Back in February 2008, Novell scooped up PlateSpin, an early virtualization management pioneer, for a whopping $205 million. At that time PlateSpin was concentrating its efforts on two key software solutions: PowerConvert, which performed image conversions (physical-to-virtual, virtual-to-physical, and virtual-to-virtual) that provided anywhere-to-anywhere portability and protection for workloads in the datacenter; and PowerRecon, which collected inventory and utilization metrics to provide chargeback billing and virtual machine growth reporting. The two products were available for installation or offered as an appliance built by PlateSpin called Forge.

After the acquisition Novell mixed things up a bit by merging these products into the Novell ZENworks management platform. While the product names may have ultimately changed, the underlying technology and migration engine from PlateSpin remained. Rather than just focus on VMware's ESX hypervisor, Novell added support for Xen and Microsoft Hyper-V to become a more heterogeneous product.

Fast-forward and there are new changes coming, with Novell recently announcing it will offer new versions of its three leading PlateSpin Workload Management products: PlateSpin Migrate, PlateSpin Protect, and PlateSpin Forge. The new versions will be beefed up by adding support for Linux, which only makes sense now that Novell owns the technology. The company said it has received much stronger demand for Linux support, and therefore they've added support for Novell Suse Linux Enterprise Server (SLES) 10 and 11 as well as Red Hat Enterprise Linux (RHEL) 4.x and 5.x. Doing so makes Novell the first virtualization management solution to offer live migrations of workloads from anywhere-to-anywhere regardless of operating system platform.

Along with its newfound Linux support, Novell added more features to these three products.

PlateSpin Migrate 9 decouples server workloads from their underlying hardware and enables anywhere-to-anywhere migration over the network between physical servers, virtual hosts, and image archives.
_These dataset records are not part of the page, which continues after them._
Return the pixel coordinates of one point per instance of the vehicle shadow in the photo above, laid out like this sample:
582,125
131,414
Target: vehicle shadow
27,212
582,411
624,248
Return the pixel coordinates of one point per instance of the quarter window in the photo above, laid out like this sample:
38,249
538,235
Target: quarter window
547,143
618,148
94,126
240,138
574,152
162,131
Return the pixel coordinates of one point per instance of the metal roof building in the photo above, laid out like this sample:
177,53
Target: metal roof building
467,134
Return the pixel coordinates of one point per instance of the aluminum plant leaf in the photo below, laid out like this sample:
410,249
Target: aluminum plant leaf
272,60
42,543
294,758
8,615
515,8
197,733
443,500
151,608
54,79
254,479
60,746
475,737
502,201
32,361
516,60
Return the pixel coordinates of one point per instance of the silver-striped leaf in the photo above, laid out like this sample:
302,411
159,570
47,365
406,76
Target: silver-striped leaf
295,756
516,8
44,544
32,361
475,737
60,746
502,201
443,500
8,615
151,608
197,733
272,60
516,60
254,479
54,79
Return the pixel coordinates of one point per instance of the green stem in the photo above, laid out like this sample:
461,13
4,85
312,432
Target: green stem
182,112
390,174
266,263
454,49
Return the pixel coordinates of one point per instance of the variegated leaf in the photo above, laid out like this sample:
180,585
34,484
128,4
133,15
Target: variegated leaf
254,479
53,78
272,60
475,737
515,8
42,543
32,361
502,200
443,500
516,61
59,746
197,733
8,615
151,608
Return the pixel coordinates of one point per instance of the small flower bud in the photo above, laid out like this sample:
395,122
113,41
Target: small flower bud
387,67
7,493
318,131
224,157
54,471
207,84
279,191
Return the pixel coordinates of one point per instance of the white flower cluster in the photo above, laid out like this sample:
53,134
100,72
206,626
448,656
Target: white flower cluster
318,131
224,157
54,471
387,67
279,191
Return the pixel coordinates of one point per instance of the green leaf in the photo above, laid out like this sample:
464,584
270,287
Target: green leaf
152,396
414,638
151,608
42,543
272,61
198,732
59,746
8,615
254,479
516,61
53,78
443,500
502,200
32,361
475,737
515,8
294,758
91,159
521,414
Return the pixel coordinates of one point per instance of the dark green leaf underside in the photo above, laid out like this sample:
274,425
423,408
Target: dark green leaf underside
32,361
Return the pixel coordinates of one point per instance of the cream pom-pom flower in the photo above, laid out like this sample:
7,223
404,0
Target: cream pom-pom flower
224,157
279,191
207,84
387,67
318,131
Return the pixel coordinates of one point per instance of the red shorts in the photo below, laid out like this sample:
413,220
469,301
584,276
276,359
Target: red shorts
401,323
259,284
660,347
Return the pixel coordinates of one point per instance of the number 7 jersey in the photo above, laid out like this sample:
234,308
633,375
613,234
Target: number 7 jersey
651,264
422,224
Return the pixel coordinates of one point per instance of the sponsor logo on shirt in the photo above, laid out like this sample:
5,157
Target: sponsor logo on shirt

Two features that were previously available only to Windows platforms, Live Transfer and Live Server Sync, are now available for Linux images. This allows Linux workloads to migrate without having to first take down the host server (no-downtime migrations). Additionally, as organizations move more critical server workloads into a virtual infrastructure, PlateSpin Migrate now supports the movement of Windows Clusters between physical and virtual infrastructures.